JPMorgan Chase Leader Jamie Dimon alluded to himself as a significant skeptic of virtual currency tokens that users call currency, such as Bitcoin while giving testimony before US legislators, classifying them as distributed Ponzi scams.
Throughout a supervisory listening session hosted by the House Financial Services Committee last Wednesday, Dimon has been asked what prevents him from becoming more involved in cryptocurrency.
Dimon stated that he takes pride in public ledgers, tokens, smart contracts, ledgers, and decentralized finance (DeFi) that accomplish something. Afterward, he criticized cryptocurrency tokens that are recognized as currencies.
When asked about the proposed US virtual currency bill, Dimon stated that there’s nothing improper with highly controlled stablecoins and suggested that the legislation should be comparable to what money business funds are subordinate to.
Dimon has previously characterized Bitcoin as a scam and has stated that he has no individual interest in supporting the industry. He has lightened his standpoint on cryptocurrency on occasion, pointing out that it can play critical use instances like cross-border payouts.
A statement that contradicts his actions
Despite Dimon’s viewpoints on virtual currency, JPMorgan has already invested in distributed ledger technology. In October 2020, the economic behemoth debuted JPM Coin, the first virtual currency supported by a US financial institution, to increase settling efficiency.
Within a week of launching the cryptocurrency, the bank introduced Onyx, a new company division devoted solely to distributed ledger technology, since large asset customers have used the Onyx framework for round-the-clock payment systems.

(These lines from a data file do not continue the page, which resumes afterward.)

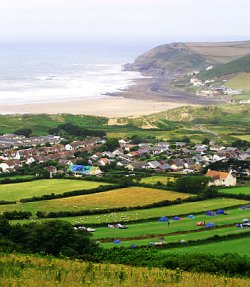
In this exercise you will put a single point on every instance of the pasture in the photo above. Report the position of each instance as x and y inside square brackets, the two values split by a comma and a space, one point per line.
[241, 246]
[206, 233]
[17, 191]
[124, 197]
[236, 190]
[157, 178]
[140, 214]
[186, 224]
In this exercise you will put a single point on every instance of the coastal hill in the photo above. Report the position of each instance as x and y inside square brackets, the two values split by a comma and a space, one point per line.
[180, 58]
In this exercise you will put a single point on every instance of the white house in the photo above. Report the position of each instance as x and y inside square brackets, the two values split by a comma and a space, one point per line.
[221, 178]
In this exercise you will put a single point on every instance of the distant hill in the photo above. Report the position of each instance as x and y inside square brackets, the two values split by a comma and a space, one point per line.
[237, 66]
[178, 58]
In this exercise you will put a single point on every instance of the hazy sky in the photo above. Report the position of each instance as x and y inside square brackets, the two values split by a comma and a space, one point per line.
[36, 20]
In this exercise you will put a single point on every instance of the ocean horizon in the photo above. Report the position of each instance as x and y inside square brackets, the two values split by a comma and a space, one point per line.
[42, 73]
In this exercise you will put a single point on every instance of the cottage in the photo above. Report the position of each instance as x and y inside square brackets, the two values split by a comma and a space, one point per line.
[221, 178]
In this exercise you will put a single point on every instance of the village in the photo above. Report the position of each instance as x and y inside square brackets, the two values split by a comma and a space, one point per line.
[87, 157]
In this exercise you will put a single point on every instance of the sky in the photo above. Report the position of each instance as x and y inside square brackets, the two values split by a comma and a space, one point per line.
[162, 20]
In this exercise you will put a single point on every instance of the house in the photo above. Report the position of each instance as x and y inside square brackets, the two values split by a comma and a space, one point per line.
[104, 161]
[221, 178]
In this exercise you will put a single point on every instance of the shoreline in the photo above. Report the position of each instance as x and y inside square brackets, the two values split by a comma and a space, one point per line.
[111, 107]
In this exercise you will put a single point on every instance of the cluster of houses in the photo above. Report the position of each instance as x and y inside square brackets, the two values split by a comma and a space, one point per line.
[159, 157]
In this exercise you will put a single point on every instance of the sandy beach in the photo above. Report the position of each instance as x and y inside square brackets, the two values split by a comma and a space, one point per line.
[111, 107]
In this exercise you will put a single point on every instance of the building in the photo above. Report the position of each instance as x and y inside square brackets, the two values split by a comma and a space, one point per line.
[221, 178]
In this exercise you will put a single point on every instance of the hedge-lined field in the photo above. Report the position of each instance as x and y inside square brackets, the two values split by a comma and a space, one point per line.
[124, 197]
[147, 214]
[240, 246]
[207, 233]
[17, 191]
[236, 190]
[235, 215]
[30, 271]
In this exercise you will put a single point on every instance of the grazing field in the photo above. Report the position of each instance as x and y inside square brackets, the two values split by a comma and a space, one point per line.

JPMorgan became the first financial institution in the virtual world with the February launch of its virtual sitting room in the metaverse world Decentraland. The transition involves publishing a document by the company that alluded to the virtual world as a $1T chance.
JPMorgan is already hiring new employees to expand its presence in the cryptocurrency and blockchain area, lately declaring on September 9 that it had employed the previous Microsoft manager Tahreem Kamptom as its executive transactions manager. Considering his Linkedin profile, Kamptom will likely assist JPMorgan in exploring blockchain technology.
During the trial, lawmakers also questioned other leading US financial institution CEOs about their plans to fund virtual currency extraction. Citigroup Leader Jane Fraser, Bank of America leader Brian Moynihan, and Wells Fargo leader Charles Scharf stated that their respective companies had no plans to invest in it.